5. Configure Environment Variables
#

Create a .env file in your project directory to securely store database credentials:

DB_USER=your_mysql_username
DB_PASSWORD=your_mysql_password

Usage
#

1. Start the Ollama Server
#

Open a terminal and run:

ollama serve

This starts the Ollama server, which will listen on port 11434 by default.

2. Run Your AI Database Assistant
#

Start your Python script:

python db_assistant.py

3. Ask Questions
#

You can now ask questions about your product database in natural language:

  • “What Apple products do we have in stock?”
  • “Show me all products with price above $500”
  • “What’s the average price of Samsung products?”
  • “Which product has the lowest stock level?”
  • “How many electronics products do we have?”
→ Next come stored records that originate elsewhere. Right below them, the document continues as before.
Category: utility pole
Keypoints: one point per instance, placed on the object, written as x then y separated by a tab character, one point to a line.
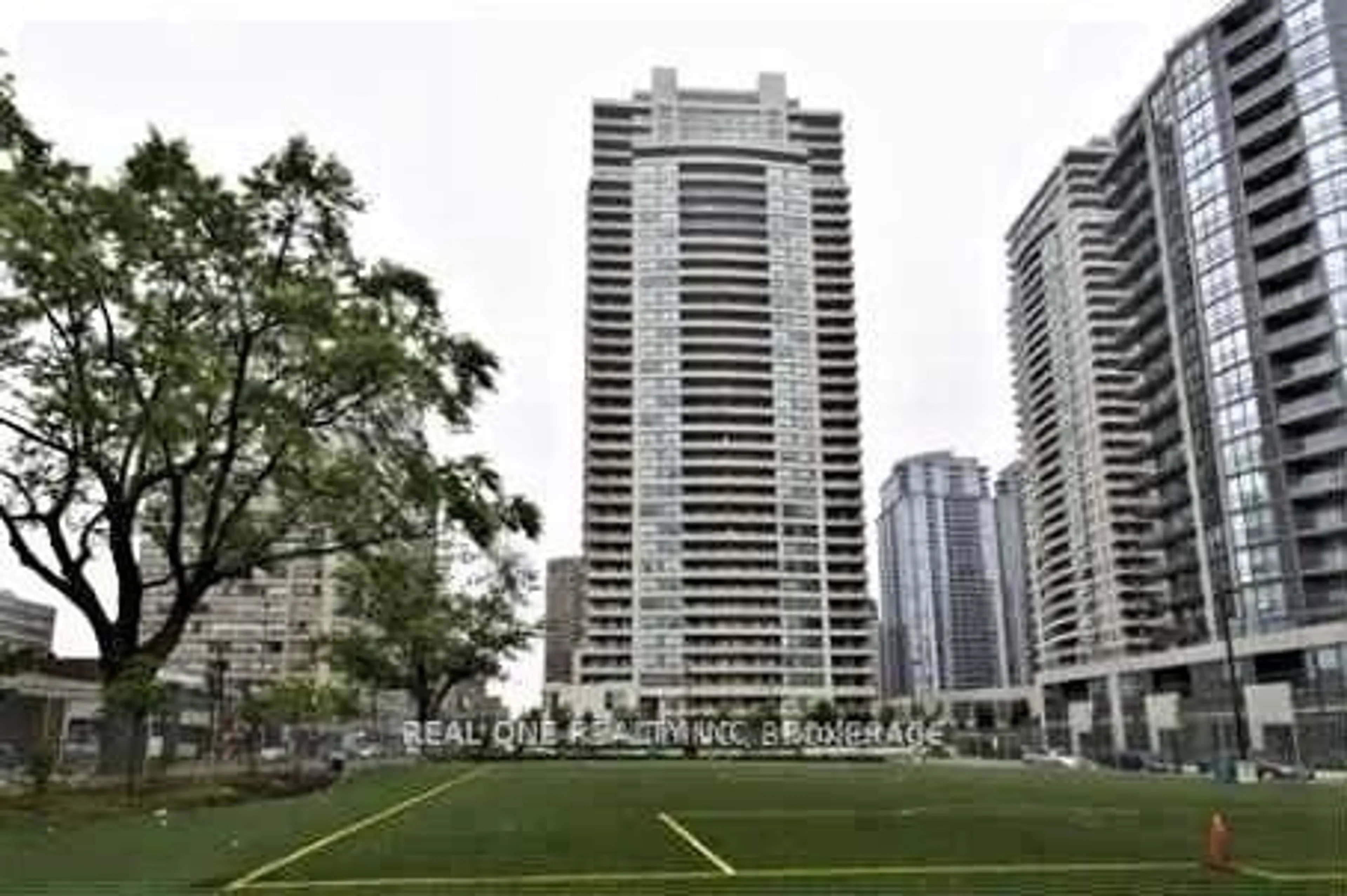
1237	697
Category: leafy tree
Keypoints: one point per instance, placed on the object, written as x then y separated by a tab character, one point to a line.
18	659
301	705
564	716
822	713
135	693
762	718
415	633
212	366
887	716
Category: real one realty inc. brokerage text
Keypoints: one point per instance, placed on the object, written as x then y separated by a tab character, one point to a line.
720	734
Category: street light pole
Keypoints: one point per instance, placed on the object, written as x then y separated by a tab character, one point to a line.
1237	702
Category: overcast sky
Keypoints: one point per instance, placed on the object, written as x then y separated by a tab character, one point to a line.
468	127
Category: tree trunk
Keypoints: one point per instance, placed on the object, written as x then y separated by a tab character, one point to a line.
122	747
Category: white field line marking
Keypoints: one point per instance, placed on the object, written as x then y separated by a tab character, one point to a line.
1026	809
1289	878
324	843
696	844
766	874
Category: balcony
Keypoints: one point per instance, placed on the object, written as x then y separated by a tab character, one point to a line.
1319	367
1322	524
1311	407
1298	297
1279	190
1260	24
1315	445
1325	562
1269	128
1287	261
1318	328
1298	219
1268	91
1319	484
1257	60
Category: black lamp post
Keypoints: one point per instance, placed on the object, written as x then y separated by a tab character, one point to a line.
216	684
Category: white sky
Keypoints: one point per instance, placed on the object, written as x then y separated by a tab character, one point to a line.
467	126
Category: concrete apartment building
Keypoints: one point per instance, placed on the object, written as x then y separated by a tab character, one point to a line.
26	624
724	521
1224	253
1018	619
1077	412
941	585
565	595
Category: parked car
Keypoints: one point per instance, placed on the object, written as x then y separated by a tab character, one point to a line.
1057	759
1140	762
1272	771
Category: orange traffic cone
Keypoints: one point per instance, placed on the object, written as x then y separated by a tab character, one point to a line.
1218	843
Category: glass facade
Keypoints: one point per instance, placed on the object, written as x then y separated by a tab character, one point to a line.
1237	422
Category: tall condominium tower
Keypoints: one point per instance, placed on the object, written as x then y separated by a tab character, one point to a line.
1226	247
26	624
939	577
724	529
1018	623
1232	188
562	623
1077	415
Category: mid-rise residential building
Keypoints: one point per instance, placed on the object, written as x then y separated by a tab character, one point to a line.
562	619
1222	263
256	630
941	589
724	519
26	624
1018	626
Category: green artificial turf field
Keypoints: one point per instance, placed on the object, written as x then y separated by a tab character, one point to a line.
715	828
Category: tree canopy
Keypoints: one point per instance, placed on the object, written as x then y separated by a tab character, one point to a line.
212	366
422	631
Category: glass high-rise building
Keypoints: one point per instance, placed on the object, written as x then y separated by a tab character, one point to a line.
941	583
1218	261
724	522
The AI will interpret your question, generate the appropriate database query, and return a human-readable answer.

Security Considerations
#

1. Local Model Security
#

Using Ollama means your queries stay on your local machine and aren’t sent to external APIs. This provides several benefits:

  • Data privacy: Your database schema and data never leave your environment
  • No API costs: You’re not paying per query to OpenAI or other providers
  • Offline capability: Works without internet access

2. Database Security
#

The connection between your application and database presents security considerations:

  • Use environment variables for database credentials
  • Create a dedicated database user with read-only permissions to the specific tables
  • Never commit .env files to version control
  • Use parameter binding to prevent SQL injection (the MasoniteORM handles this)

3. Input Validation
#

While the AI helps interpret user questions, careful handling is needed:

  • Validate and sanitize any parameter passed to database queries
  • Limit query complexity to prevent resource-intensive operations
  • Implement rate limiting to prevent abuse

4. Access Control
#

Consider who can use this system:

  • User authentication: Require login before allowing database queries
  • Role-based access: Restrict which tables/fields different users can query
  • Query auditing: Log all queries for security review

Limitations and Future Improvements
#

  1. Context Awareness: The current implementation handles single questions. Adding conversation history would allow follow-up questions.

  2. Error Handling: Add robust error handling for malformed AI responses or database errors.

  3. Schema Updates: As your database schema evolves, you’ll need to update the AI prompt.

  4. Multiple Tables: Extend the tools to handle joins and relationships between tables.

  5. Performance Optimizations: Add caching for common queries and results.

  6. Domain-Specific Knowledge: Fine-tune the model on your specific database schema for better performance.

Conclusion
#

By combining the power of AI with database access, you’ve created a powerful tool that democratizes data access in your organization. Non-technical users can now get insights from your database without writing SQL queries, while technical users can save time on routine data retrieval tasks.

This implementation demonstrates the potential of AI-powered interfaces for databases, making data more accessible and useful throughout your organization.